Robinson showed toughness on tape, but his size limitations are real, especially when playing against longer and more physical corners. In the clip above, Robinson beats his corner thanks to quickness and a couple of yards of space. However, in matchups with a longer corner who gets up in his space at the line, there were multiple reps where the corner won, and Robinson struggled to get off the line to create separation. At the NFL level, it’s fair to wonder if that could be a struggle for Wan’Dale.

2022 Fantasy Outlook

Robinson is a difficult prospect to evaluate, because if you only look at his production, you might think we have a solid prospect coming in who can be used in a variety of ways as a slot WR, perimeter WR, or even as a hybrid pass-catching RB. The tape is fun, and Robinson looks electric with the ball in his hands. However, when you consider the smaller frame and the lack of high upside associated with historical data for players of similar builds, it really does make you stop and question the ceiling for a player like Wan’Dale in fantasy. If Robinson hits for our dynasty rosters, he’ll certainly be an outlier, and betting on being able to find outliers is never easy to do.
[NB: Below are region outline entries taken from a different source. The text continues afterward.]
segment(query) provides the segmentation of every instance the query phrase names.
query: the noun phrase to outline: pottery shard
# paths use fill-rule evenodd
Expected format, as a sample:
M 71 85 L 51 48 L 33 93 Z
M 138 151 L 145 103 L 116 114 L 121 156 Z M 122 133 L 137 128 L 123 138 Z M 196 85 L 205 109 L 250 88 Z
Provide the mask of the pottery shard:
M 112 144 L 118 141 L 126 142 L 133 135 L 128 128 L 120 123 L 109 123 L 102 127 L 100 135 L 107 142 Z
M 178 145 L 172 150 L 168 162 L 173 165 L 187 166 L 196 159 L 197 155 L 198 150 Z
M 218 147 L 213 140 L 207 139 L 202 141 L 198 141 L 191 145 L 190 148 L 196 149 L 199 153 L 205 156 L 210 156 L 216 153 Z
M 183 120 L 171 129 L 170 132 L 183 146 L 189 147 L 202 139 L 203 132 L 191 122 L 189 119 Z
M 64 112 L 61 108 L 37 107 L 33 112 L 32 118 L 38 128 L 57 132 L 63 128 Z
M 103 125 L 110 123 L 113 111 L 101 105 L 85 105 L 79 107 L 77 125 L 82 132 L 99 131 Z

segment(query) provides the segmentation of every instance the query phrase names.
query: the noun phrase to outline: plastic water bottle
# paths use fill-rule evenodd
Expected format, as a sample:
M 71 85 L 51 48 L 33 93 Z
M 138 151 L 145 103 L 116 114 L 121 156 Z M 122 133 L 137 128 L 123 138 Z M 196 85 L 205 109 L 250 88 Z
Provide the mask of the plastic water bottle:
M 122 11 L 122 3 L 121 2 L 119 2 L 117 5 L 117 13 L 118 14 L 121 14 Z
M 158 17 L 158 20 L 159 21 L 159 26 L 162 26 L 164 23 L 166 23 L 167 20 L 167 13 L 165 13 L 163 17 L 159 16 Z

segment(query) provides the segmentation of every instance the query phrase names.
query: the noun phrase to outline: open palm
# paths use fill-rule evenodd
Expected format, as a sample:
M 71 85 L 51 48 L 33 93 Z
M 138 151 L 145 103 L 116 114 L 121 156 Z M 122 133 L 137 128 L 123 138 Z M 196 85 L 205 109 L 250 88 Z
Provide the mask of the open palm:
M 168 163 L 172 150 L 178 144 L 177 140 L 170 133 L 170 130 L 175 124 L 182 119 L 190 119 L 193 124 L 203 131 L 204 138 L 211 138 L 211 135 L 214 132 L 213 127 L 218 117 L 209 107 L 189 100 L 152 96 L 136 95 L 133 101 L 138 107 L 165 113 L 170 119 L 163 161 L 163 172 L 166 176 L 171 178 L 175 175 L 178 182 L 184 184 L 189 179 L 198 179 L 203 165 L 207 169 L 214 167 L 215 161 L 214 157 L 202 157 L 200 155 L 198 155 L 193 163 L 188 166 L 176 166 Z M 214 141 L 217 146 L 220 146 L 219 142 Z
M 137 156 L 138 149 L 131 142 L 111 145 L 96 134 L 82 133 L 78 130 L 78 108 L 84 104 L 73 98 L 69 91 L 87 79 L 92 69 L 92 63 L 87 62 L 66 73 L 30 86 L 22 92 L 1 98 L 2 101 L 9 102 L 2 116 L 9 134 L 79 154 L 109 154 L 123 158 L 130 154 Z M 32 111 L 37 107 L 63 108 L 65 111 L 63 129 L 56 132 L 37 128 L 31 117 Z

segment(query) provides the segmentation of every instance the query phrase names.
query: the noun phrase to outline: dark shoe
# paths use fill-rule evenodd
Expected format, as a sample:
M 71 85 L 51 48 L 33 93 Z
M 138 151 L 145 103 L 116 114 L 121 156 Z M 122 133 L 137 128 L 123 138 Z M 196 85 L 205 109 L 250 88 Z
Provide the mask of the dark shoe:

According to GrindingTheMocks.com, Robinson has an expected draft position of about 84 as of late March. Assuming this holds, Robinson is likely to come off the board in the 2022 NFL Draft in the back of the 3rd Round. This would give him decent NFL Draft capital to support his production profile, but there would still be massive concerns regarding his size and role at the NFL level. If Robinson should fall to the 4th Round of the Draft or even later, that should definitely raise some red flags for us as fantasy players because we know NFL Draft capital is strongly correlated with success at the next level.

All in all, Robinson is an exciting name for the middle to later rounds of dynasty rookie drafts given his college production and tape. However, we know the hit rate for smaller guys in the NFL who play the WR position is quite low, so we should certainly keep our expectations in check. The bottom line is that if Robinson hits in a meaningful way for fantasy purposes, he’ll be an outlier, making him a low-floor prospect in rookie drafts.